Tracy Flick Can't Win (Tracy Flick #2) (49)
* * *
Vito and Reggie had met in sixth grade—it was their first season of Pop Warner—and they connected right away, game recognizing game, and quickly became inseparable. They were like brothers, everybody said so. They slept at each other’s houses, went on vacation with each other’s families, pumped iron and wrestled and got drunk in the woods, and they grew up to be the Dynamic Duo of Green Meadow, the two best football players in Lark history.
There was some rivalry between them. How could there not be? Reggie was the faster runner and better student; Vito was taller and more confident. He was also more successful with girls—he was the quarterback, after all—and Reggie couldn’t help resenting him a little for that. Reggie did okay for himself—he had a sweet face and a ripped body—but he was a Black guy in an overwhelmingly white town, and he didn’t have nearly as many options on that front as Vito did.
Reggie had a crush on Abbie that went all the way back to middle school. He was a little jealous when Vito started hooking up with her, but he got over it—Reggie was good that way—and the three of them spent a lot of time together. They went to the movies, the mall, the diner; sometimes they just got high and played Nintendo. It was the last semester of senior year, and they were already nostalgic for the life they’d be leaving behind.
Abbie and Reggie got to be close friends, and she started confiding in him, complaining about Vito’s cheating, the mean things he said, and the fact that he forgot her birthday, even though she’d reminded him a hundred times. She liked to complain, and Vito gave her a lot to work with.
“What’s wrong with you?” Reggie asked, maybe a week or two before Abbie figured out she was pregnant. “You got a great girl, why do you treat her like shit?”
“You know what?” Vito said. “You like her so much, maybe you should go out with her.”
“Maybe I will,” Reggie said. “Soon as she dumps your ass.”
* * *
That was exactly what happened, though it took a little longer than Vito expected. Abbie and Reggie both went to Rutgers—Reggie on a football scholarship—and at some point in the spring of freshman year they became a couple. Vito didn’t give a shit; he was busy with his own life. He’d had an amazing freshman season at Pitt and was already being mentioned as a possible Heisman candidate. He was training hard, partying hard, living the life. Green Meadow was a tiny dot in his rearview mirror.
He didn’t go home for the summer, but Abbie and Reggie did. They tried to keep their relationship on the DL—Abbie’s parents were old-school Italian American racists—but it didn’t work, because you couldn’t keep something like that quiet in Green Meadow.

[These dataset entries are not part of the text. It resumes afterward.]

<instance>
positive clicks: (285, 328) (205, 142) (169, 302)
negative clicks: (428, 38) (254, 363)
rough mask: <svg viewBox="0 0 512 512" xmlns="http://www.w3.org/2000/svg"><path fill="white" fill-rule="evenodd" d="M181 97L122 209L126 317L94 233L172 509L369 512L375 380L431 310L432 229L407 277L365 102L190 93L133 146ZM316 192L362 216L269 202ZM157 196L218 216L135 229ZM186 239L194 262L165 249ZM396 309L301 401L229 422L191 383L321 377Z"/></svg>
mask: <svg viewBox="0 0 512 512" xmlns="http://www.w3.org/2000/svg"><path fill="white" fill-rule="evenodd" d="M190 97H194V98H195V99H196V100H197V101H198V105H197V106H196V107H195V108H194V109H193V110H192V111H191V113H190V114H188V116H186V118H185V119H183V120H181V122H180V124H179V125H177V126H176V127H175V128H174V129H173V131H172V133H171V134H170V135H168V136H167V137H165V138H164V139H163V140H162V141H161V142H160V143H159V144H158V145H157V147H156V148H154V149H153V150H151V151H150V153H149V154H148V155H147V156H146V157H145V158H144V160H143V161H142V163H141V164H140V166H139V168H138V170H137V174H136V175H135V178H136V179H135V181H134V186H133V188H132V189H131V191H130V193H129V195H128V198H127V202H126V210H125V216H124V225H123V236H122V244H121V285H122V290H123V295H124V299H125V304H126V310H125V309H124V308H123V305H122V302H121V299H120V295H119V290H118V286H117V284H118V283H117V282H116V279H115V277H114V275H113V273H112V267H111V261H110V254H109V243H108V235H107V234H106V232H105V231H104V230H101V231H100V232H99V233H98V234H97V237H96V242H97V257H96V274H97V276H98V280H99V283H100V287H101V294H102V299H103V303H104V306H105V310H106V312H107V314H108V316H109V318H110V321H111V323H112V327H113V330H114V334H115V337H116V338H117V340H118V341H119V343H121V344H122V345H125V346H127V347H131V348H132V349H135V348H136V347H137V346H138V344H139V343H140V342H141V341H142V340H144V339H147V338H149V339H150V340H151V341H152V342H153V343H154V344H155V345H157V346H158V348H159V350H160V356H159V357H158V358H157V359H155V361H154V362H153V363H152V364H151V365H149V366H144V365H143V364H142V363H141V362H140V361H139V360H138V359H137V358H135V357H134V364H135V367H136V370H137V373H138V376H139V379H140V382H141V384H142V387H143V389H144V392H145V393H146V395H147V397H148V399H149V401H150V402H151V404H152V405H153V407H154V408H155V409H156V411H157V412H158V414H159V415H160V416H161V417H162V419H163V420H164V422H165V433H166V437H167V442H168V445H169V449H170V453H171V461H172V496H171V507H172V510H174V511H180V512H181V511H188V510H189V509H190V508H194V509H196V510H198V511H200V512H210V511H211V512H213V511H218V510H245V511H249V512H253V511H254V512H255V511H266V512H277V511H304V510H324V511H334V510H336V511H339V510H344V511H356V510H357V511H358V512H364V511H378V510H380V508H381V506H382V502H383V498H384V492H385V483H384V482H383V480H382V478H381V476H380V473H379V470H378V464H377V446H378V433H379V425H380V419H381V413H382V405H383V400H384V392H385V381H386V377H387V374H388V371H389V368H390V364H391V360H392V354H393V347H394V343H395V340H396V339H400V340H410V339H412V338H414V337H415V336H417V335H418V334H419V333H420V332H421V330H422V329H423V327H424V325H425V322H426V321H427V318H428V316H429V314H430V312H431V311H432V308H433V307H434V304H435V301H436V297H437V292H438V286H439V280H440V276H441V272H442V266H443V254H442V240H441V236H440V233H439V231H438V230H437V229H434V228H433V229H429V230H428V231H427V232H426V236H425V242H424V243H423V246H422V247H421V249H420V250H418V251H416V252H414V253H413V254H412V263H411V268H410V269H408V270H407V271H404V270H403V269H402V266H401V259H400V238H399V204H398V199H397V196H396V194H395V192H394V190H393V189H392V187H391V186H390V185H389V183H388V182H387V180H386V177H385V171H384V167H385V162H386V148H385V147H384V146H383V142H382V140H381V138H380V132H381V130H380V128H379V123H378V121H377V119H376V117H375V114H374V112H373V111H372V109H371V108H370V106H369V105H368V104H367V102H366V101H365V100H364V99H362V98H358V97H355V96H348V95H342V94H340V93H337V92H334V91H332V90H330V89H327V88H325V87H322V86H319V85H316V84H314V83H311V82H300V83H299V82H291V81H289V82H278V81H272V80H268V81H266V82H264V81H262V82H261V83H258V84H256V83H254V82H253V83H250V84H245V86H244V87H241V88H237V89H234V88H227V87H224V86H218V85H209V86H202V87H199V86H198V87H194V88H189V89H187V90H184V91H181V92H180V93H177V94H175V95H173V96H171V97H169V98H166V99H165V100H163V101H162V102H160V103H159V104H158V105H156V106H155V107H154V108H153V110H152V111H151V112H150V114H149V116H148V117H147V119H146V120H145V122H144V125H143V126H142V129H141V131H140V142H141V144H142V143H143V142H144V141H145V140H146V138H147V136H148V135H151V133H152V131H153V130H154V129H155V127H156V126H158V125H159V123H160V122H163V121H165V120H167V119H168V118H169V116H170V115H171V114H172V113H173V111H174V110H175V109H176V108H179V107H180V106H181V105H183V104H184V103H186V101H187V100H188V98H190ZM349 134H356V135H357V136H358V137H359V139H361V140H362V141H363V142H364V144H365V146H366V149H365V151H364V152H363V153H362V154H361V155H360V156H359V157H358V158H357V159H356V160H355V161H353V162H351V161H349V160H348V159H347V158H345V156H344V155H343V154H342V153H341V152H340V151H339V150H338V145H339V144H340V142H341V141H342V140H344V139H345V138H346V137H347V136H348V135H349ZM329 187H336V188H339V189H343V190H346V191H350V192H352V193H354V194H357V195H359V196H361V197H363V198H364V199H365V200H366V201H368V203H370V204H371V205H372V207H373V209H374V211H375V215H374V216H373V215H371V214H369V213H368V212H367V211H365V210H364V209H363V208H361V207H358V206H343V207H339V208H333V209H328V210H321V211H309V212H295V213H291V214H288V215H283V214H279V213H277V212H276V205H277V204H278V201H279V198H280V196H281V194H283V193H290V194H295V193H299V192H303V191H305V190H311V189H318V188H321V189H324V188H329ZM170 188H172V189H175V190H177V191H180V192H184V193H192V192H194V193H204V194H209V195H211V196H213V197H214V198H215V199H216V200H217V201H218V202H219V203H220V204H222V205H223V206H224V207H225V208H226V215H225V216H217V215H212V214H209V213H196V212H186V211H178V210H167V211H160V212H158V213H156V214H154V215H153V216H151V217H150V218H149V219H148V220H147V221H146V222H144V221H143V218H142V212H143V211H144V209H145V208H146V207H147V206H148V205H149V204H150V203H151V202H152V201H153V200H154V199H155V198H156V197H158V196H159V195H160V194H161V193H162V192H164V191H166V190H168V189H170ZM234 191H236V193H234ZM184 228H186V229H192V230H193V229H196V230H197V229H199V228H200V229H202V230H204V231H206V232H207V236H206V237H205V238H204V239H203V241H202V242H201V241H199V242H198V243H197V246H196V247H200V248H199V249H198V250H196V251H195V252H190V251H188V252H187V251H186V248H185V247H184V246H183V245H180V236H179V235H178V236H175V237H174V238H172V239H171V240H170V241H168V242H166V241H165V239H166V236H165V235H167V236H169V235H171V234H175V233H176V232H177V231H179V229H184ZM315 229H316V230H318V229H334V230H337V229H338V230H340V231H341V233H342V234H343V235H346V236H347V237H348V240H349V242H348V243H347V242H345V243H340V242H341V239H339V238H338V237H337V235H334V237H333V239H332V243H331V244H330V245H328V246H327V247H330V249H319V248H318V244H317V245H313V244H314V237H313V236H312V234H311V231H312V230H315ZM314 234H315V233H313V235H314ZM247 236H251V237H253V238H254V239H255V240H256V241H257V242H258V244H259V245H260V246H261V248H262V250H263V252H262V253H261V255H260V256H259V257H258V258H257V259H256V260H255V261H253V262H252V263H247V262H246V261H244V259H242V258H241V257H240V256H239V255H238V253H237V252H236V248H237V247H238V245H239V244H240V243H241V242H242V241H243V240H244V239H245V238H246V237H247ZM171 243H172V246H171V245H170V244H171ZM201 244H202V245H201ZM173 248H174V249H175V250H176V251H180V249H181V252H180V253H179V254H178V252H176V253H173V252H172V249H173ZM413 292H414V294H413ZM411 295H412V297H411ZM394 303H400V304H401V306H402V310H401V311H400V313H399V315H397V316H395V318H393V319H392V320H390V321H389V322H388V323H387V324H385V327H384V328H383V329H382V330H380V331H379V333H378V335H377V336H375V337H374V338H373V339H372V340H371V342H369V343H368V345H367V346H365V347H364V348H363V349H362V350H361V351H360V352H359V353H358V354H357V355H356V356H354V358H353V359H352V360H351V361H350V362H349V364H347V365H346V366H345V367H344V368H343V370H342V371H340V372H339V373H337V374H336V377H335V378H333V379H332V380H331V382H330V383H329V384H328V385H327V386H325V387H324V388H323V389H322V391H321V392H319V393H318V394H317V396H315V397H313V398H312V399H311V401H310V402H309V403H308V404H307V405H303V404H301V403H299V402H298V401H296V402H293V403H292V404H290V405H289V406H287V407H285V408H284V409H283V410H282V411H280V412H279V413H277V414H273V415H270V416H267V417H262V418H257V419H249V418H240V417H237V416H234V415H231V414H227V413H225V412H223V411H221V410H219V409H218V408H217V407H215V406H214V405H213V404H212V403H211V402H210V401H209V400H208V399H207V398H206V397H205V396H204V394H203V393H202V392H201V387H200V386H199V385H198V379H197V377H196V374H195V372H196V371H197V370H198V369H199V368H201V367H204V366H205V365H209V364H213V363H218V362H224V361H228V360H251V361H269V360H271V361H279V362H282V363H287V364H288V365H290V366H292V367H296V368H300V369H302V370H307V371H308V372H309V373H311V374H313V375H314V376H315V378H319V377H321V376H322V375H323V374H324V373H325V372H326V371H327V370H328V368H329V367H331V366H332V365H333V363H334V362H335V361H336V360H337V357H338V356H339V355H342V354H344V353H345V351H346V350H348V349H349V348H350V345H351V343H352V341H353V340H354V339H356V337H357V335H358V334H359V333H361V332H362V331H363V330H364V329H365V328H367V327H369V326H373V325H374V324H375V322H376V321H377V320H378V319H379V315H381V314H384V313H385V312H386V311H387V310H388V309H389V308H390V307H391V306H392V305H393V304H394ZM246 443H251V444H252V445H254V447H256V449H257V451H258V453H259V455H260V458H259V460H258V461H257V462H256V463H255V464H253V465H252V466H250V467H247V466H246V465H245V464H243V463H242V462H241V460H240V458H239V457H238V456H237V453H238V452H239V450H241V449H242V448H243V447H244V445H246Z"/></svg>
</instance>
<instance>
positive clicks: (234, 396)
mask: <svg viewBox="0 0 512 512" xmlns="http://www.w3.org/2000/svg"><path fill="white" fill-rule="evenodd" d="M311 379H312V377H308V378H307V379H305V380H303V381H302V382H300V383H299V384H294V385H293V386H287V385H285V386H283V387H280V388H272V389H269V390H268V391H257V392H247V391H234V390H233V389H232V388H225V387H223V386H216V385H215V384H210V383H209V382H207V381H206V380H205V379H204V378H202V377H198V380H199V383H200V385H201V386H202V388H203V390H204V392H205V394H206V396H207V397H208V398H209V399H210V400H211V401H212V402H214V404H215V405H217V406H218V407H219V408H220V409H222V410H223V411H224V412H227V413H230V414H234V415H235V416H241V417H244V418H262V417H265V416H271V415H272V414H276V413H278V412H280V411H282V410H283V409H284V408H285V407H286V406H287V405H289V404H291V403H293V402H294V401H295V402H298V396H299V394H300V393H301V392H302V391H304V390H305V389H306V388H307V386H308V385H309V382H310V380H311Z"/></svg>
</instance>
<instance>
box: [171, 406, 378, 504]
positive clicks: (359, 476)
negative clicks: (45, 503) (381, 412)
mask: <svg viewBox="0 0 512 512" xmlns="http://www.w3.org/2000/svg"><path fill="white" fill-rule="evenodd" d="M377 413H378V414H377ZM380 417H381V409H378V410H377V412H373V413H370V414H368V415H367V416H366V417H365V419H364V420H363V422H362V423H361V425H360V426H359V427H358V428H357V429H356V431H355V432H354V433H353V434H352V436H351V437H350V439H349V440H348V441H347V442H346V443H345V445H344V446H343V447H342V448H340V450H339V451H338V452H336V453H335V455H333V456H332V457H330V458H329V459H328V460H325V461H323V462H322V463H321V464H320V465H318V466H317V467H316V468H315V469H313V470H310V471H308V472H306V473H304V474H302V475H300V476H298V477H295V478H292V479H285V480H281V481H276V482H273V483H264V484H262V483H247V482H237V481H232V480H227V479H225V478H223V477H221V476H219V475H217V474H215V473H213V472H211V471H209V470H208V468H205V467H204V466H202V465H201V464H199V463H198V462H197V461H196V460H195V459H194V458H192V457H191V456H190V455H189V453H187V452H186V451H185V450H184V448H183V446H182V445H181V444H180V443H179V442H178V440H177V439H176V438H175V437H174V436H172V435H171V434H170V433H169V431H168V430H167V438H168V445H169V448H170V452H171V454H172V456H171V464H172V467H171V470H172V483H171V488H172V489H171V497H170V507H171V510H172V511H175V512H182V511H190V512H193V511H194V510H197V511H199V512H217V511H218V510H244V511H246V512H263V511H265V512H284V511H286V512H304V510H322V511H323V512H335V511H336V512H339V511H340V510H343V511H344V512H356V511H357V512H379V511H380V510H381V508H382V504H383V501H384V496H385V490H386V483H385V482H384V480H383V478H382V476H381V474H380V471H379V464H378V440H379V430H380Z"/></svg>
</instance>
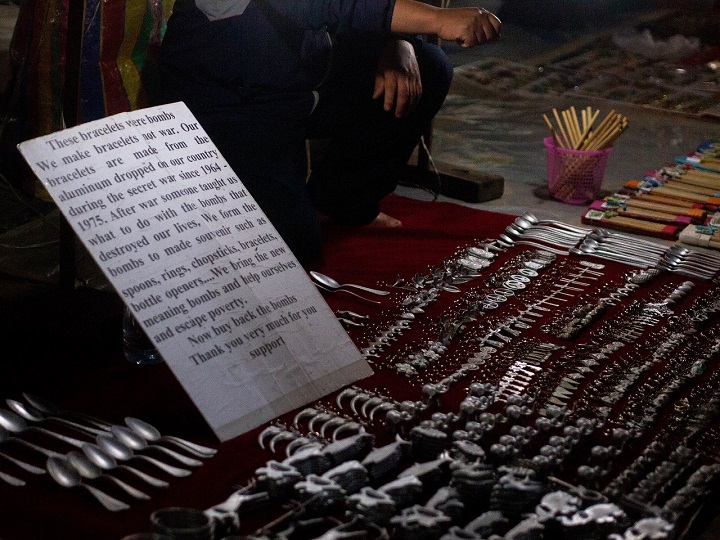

The way Vito heard it, Reggie came out of the gym one night and found Ray DiScalzo waiting by his car. Ray was a cop, but he wasn’t on duty. He just wanted to deliver a private message, a friendly request for Reggie to stay the fuck away from his little sister. Reggie asked why, and Ray said, You know why, and Reggie said, Be a man, say it to my face, and it went on like that until Ray said the word, and Reggie beat the shit out of him in the parking lot, just left him lying there, moaning on the pavement.
Reggie was charged with felony assault, and things looked bad for him, a Black athlete who’d put a white cop in the hospital (the fight had left Ray with a concussion and a broken jaw). Reggie’s mom was beside herself. She called Vito and begged him to write a letter on behalf of her son, a character reference, so the Judge would know that Reggie was an upstanding citizen, a good friend and teammate, and a person who would never resort to violence unless he was provoked.
“No problem,” he told her. “I’ll get right on it.”
He fully intended to write the letter. Why wouldn’t he? He hated Ray DiScalzo and didn’t want Reggie to go to jail. Sure, they’d drifted apart a little, but deep down they were brothers, and he knew Reggie would do the same for him if the situation were reversed.
It was such a simple favor—it would have taken a half hour of his time at the most—but he never did it, not even after Mrs. Morrison called him two more times. In the end, it didn’t matter. Coach Holleran was friends with the County Prosecutor, and he made a call or two, and the charges were eventually dropped. It took some time, though; Reggie missed his entire sophomore season, and he just gave up—never played football again, never finished college. The last Vito heard, Reggie had joined the Army, and after that it was like he’d dropped off the face of the earth.
* * *
It had been a long time since Vito had walked the streets of Green Meadow. The houses were pale and modest and pressed too close together. Lawn, driveway, lawn, driveway, lawn, as far as the eye could see, and nobody on the sidewalk except for him, like he had the whole town to himself.
The Morrisons lived on Logan Street, south of the railroad tracks, near the plastics factory. Precision Extrusion was gone now—an expensive-looking condo complex had taken its place—and the neighborhood felt busier and more prosperous than it used to. Reggie’s old house was unchanged, though—beige vinyl siding, brick front steps, tarnished brass mailbox—so Vito was more surprised than he should have been when a white woman in her late thirties answered the door. She was wearing workout clothes, breathing hard, holding a TV remote in her hand.